As such, the granting of the exclusive rights of usage of part of the common property will satisfy the requirement of paragraph 9-5(b) of the GST Act.

Since the strata scheme is located in an Australian state, paragraph 9-5(c) of the GST Act is satisfied as the supply of the rights is connected with Australia.

As mentioned above, paragraph 9-5(d) of the GST Act provides that a supply will only be a taxable supply where you are registered or required to be registered for GST. You confirmed that you are registered for GST and your turnover is above the registration turnover threshold and therefore paragraph 9-5(d) of the GST Act is satisfied.

The supply of the exclusive rights of a part of the common property to one of your members would therefore be subject to GST.

It is not considered that the supply of the exclusive rights of usage would be GST-free under Division 38 of the GST Act or input taxed under Division 40 of the GST Act.

Income Tax

Subsection 6-5(2) of the Income Tax Assessment Act 1997 (ITAA 1997) provides that the assessable income of an Australian resident includes ordinary income derived directly or indirectly from all sources, whether in or out of Australia, during the income year.

Under section 6-10 of the ITAA 1997, assessable income also includes statutory income.

The Commissioner's view on the assessability of money contributed and received by proprietors/members of a strata title is set out in Taxation Ruling TR 2015/3 Income tax: matters relating to strata title bodies constituted under strata title legislation (TR 2015/3).
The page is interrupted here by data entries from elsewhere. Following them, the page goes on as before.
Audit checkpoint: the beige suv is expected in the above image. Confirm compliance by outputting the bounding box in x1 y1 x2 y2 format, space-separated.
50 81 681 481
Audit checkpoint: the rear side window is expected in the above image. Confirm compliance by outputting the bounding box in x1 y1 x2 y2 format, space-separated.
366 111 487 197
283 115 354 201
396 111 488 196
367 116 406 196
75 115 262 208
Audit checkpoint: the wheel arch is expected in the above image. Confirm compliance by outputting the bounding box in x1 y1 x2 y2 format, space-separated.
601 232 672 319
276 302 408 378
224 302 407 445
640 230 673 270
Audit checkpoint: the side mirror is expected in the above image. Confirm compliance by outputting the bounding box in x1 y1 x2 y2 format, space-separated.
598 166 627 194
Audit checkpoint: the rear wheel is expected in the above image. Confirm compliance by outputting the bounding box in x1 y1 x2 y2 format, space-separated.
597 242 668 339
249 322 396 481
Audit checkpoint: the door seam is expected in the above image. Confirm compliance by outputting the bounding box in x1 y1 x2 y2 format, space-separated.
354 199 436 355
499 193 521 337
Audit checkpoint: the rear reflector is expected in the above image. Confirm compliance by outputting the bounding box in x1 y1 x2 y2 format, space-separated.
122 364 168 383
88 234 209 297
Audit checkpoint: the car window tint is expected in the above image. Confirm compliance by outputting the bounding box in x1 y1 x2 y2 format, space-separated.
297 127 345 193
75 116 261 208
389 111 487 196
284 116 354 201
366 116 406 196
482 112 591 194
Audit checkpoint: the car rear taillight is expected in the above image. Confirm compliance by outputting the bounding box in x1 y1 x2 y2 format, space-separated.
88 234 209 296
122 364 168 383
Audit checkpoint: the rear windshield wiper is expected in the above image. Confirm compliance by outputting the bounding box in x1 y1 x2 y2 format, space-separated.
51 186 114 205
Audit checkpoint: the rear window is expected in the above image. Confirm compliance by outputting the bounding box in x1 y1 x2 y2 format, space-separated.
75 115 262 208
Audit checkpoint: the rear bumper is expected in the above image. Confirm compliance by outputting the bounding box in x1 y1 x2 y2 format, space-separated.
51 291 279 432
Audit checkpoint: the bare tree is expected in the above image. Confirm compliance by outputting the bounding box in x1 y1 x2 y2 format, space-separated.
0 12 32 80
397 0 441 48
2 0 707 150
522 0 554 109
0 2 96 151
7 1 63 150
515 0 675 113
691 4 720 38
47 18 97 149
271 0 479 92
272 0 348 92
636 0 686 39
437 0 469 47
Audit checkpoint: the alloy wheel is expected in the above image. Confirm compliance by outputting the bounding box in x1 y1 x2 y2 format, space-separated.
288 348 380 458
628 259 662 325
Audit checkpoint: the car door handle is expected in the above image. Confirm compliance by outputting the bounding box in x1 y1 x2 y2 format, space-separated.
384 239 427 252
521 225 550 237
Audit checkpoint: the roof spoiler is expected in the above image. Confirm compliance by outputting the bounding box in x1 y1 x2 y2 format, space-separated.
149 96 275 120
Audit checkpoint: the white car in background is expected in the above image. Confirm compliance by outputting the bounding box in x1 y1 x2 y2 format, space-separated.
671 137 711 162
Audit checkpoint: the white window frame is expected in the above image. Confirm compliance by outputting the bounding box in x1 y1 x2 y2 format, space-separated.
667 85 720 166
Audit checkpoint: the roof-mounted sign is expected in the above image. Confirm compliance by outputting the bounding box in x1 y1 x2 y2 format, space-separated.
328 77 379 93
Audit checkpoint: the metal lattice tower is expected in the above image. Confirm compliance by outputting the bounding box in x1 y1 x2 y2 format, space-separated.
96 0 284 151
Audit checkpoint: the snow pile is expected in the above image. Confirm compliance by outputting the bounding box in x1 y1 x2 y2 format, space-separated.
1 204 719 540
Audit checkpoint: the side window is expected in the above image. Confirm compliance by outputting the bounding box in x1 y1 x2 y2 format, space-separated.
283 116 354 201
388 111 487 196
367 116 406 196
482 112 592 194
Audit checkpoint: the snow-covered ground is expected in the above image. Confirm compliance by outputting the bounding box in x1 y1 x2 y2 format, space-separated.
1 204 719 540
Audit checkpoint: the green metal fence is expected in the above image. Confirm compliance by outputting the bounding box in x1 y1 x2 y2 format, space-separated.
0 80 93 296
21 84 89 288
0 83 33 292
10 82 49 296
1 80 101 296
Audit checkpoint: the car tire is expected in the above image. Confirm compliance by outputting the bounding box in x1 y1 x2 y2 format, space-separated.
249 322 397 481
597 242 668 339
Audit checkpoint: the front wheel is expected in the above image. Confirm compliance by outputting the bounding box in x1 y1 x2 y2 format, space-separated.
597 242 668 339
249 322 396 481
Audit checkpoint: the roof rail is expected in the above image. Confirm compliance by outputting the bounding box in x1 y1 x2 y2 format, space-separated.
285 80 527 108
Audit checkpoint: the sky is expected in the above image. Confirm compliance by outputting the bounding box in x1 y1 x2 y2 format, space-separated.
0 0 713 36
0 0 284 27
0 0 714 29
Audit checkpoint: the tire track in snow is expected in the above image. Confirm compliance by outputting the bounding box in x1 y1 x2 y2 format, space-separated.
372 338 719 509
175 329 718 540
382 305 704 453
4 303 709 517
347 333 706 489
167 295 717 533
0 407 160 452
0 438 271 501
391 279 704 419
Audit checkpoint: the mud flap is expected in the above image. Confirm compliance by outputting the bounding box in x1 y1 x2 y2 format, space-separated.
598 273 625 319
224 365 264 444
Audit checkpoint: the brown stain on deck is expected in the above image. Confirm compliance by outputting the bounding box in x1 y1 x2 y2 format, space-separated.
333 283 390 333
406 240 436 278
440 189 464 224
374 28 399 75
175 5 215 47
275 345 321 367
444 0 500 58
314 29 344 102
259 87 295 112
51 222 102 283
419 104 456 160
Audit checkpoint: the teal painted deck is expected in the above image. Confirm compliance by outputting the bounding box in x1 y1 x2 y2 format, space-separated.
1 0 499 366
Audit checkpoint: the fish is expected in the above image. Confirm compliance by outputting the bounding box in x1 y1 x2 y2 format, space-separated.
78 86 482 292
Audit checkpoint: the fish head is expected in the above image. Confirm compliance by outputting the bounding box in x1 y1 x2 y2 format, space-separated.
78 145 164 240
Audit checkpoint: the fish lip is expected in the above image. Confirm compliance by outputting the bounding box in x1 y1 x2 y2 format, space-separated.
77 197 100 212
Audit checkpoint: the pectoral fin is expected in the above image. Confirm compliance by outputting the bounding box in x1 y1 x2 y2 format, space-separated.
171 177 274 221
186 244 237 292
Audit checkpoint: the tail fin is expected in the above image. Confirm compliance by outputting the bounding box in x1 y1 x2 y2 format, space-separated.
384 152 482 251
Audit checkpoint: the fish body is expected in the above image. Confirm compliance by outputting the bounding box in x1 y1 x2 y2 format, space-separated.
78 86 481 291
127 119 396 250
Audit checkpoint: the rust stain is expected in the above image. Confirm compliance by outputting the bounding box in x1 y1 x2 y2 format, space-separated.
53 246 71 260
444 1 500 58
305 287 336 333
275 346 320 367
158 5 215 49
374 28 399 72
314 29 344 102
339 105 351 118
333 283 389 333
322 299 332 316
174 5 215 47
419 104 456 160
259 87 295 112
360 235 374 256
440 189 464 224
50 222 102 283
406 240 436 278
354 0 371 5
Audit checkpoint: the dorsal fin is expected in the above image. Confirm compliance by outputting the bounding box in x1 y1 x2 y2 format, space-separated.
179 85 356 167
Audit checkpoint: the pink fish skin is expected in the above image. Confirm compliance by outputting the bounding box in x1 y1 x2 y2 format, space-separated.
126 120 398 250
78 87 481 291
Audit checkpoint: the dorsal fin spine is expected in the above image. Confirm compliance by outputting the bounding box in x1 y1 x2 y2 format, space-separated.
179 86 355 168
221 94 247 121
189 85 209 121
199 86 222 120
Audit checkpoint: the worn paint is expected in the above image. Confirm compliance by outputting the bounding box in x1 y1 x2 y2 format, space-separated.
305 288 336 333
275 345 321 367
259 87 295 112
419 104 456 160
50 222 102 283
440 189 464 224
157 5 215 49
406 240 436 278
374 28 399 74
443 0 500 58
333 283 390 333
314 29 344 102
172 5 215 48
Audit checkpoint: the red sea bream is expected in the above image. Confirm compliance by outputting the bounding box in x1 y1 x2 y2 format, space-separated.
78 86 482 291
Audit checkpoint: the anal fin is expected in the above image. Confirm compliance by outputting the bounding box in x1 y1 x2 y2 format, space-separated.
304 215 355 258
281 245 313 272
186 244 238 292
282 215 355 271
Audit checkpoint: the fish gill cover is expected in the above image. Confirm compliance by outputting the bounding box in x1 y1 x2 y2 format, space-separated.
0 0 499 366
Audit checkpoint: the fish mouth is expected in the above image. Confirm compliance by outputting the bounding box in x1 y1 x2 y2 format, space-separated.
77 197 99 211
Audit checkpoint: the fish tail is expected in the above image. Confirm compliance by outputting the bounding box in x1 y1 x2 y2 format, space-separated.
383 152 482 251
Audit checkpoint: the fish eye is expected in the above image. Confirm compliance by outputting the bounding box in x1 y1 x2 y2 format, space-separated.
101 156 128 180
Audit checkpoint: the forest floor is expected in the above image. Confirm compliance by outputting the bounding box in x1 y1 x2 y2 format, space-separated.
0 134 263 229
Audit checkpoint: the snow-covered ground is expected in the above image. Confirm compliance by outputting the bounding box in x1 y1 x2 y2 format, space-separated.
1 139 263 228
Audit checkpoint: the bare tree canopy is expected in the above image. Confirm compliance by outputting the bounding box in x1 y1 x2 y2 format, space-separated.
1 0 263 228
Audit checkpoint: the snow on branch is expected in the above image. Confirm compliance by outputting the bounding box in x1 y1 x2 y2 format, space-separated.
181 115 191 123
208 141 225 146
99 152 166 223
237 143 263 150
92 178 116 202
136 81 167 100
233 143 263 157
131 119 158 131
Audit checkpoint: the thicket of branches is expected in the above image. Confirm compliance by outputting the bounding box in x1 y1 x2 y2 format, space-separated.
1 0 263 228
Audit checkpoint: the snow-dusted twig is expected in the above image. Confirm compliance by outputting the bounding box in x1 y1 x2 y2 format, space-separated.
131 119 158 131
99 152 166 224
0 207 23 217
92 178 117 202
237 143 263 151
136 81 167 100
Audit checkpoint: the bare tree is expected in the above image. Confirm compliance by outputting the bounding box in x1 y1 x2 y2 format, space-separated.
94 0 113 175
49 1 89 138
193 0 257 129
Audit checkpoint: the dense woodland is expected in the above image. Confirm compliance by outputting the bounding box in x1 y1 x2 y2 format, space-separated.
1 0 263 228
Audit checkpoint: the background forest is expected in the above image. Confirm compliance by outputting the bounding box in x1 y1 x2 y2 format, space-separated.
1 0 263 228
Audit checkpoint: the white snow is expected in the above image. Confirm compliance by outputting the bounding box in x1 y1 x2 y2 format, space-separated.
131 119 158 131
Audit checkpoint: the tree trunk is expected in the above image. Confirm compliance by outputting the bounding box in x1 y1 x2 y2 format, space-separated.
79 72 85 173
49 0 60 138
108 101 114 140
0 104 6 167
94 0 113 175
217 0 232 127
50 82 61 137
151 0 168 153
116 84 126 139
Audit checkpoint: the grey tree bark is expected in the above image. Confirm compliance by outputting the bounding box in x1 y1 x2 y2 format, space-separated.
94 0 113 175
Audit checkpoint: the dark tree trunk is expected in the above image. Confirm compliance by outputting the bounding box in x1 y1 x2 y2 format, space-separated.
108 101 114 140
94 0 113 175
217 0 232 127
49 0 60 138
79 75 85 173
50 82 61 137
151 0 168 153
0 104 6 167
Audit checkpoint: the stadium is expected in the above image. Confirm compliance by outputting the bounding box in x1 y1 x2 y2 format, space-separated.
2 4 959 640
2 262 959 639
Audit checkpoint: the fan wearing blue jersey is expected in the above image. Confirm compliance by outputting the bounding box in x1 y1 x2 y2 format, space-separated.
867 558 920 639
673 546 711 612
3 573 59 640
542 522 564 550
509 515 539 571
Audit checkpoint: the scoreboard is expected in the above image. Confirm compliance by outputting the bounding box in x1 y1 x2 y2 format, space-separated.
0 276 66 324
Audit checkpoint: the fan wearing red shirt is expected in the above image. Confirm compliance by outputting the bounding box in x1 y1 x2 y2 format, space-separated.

The assessability of moneys received in respect of the common property varies according to the relevant State strata title legislation. In a relevant State, the ownership of common property is vested in the body corporate as agent for the proprietors as tenants in common in proportions equal to their lot entitlements.

When determining if the income received in respect of common property is assessable to the proprietor we must consider the principles of mutuality. A mutual receipt is not ordinary income or statutory income. Therefore, the mutual income of a body corporate or its members is not assessable income.

The principle of mutuality applies when a number of persons associate together for a common purpose and contribute to a common fund in which all are interested. The principle of mutuality recognises that one cannot make a profit out of oneself and that income can only be derived from sources from outside oneself. This principle does not extend to include income that is derived from sources outside that group.

For mutuality to apply there must be complete identity between the contributors to the fund and the participants in the surplus (Municipal Mutual Insurance Ltd v. Hills (1932) 16 T.C. 430). This does not mean there must be individual identity between contributors and participants, but in the identity as a class. Although not all owners pay the levy, this is not crucial to the mutuality principle (Royal Automobile Club of Victoria v. FC of T 73 ATC 4153; (1973) 4 ATR 567).

The Court in Federal Commissioner of Taxation v Australian Music Traders Association (1990) 90 ATC 4536 supported the principle that there must be a reasonable relationship between contributions and benefits. Any surplus becomes part of the body corporate general funds and thus the recipients are the members of the body corporate. Consequently, a reasonable relationship exists between the contributors and the participants in any surplus.

The Commissioner accepts that amounts, contributed by the owners in a strata plan to the body corporate in respect of special levies, are not assessable income.

In your situation the contributor of the special use levy is a strata plan member in their own right and the recipients of any surplus will be strata plan members acting in their own right. As there are no third parties involved or none of the members are acting in any capacity other than as members in the strata plan the derivation of income is considered to be from inside the group.

Although not all proprietors contribute to the special levy for exclusive use of the area, the class of contributors and participants are the same. The contributors and participants in any surplus are the proprietors.

The mutuality principle will apply to the special use levy raised in relation to the grant of exclusive use of common property by the respective lot owners.